Esta es la Biblia que os darán los hermanos Paulinos: una para cada familia. Pero estad atentos para no haceros los listos: cogedla con una mano, no con dos, con una mano para llevarla a casa. Invito a todos a apoyar con la oración los trabajos del Sínodo, invocando la intercesión de la Virgen María. En este momento, nos unimos espiritualmente a cuantos, en el santuario de Pompeya, elevan la tradicional «súplica» a la Virgen del Rosario. Que obtenga la paz para las familias y para todo el mundo.


Después del Ángelus:

Queridos hermanos y hermanas:

Ayer en Estados Unidos fue proclamada beata sor María Teresa Demjanovich, de las Hermanas de la Caridad de Santa Isabel. Demos gracias a Dios por esta fiel discípula de Cristo, que llevó una intensa vida espiritual. Hoy en Italia se celebra la Jornada para el abatimiento de las barreras arquitectónicas. Aliento a cuantos se empeñan en garantizar iguales oportunidades de vida para todos, independientemente de la condición física de cada persona. Deseo que las instituciones y los ciudadanos estén cada vez más atentos a este importante objetivo social.
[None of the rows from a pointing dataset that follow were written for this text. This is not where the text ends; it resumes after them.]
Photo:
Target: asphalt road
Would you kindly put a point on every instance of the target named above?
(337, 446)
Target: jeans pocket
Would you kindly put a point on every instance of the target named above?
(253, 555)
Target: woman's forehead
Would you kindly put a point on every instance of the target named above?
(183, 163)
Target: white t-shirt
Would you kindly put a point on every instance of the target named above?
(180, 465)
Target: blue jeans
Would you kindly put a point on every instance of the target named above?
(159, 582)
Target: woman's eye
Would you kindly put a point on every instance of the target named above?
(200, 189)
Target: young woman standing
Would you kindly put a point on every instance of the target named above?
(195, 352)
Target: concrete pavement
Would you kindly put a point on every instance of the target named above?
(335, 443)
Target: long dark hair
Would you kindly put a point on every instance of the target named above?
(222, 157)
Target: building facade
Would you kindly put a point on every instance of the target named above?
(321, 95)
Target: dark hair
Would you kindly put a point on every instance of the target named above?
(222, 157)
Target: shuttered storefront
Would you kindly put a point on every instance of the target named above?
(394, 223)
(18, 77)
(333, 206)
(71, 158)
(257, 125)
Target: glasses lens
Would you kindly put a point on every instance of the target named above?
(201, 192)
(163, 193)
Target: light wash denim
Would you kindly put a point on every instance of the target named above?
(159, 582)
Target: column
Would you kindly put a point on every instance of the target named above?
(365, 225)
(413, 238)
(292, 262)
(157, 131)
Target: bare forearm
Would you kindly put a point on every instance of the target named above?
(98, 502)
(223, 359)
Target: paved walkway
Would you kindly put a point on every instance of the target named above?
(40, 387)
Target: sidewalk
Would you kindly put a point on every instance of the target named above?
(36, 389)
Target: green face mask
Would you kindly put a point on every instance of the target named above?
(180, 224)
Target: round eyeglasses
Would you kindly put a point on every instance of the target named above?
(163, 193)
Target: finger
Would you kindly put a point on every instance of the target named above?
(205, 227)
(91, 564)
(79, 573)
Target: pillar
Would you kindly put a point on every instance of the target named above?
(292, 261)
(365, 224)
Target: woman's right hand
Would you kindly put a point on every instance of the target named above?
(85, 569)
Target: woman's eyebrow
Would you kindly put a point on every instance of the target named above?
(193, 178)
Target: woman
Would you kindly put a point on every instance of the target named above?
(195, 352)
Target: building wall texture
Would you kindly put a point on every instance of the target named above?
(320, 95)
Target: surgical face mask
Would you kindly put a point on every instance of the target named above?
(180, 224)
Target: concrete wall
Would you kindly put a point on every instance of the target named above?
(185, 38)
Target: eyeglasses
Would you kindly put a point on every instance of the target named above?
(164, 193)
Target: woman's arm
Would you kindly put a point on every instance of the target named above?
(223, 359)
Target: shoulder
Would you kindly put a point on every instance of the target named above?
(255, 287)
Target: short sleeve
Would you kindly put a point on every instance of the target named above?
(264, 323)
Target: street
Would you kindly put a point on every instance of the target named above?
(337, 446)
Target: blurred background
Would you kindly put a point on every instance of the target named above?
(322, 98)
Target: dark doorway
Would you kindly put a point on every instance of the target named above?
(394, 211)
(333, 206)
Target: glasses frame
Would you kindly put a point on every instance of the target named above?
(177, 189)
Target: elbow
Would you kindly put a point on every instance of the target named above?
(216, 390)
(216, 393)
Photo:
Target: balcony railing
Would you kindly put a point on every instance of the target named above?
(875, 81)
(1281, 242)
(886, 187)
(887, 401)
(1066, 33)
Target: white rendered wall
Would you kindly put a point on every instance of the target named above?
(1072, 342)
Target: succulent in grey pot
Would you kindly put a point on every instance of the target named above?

Y ahora os saludo cordialmente a todos vosotros, fieles romanos y peregrinos provenientes de Italia y de varios países. En particular, saludo a los estudiantes que han venido de Australia y a los del San Buenaventura Gymnasium Dilligen (Alemania), a los jóvenes de Jordania, a la asociación San Juan de Mata y a los fieles de la parroquia de San Pablo en Bérgamo.

Saludo a los peregrinos que han venido en bicicleta para recordar a santa Juana Beretta Molla, santa madre de familia, testigo del evangelio de la vida, y los animo a proseguir su iniciativa de solidaridad en favor de las personas más frágiles.

Por favor, no os olvidéis: rezad por el Sínodo, pedid a la Virgen que proteja a esta asamblea sinodal. Os deseo a todos un feliz domingo. Rezad por mí. Buen almuerzo y hasta la vista.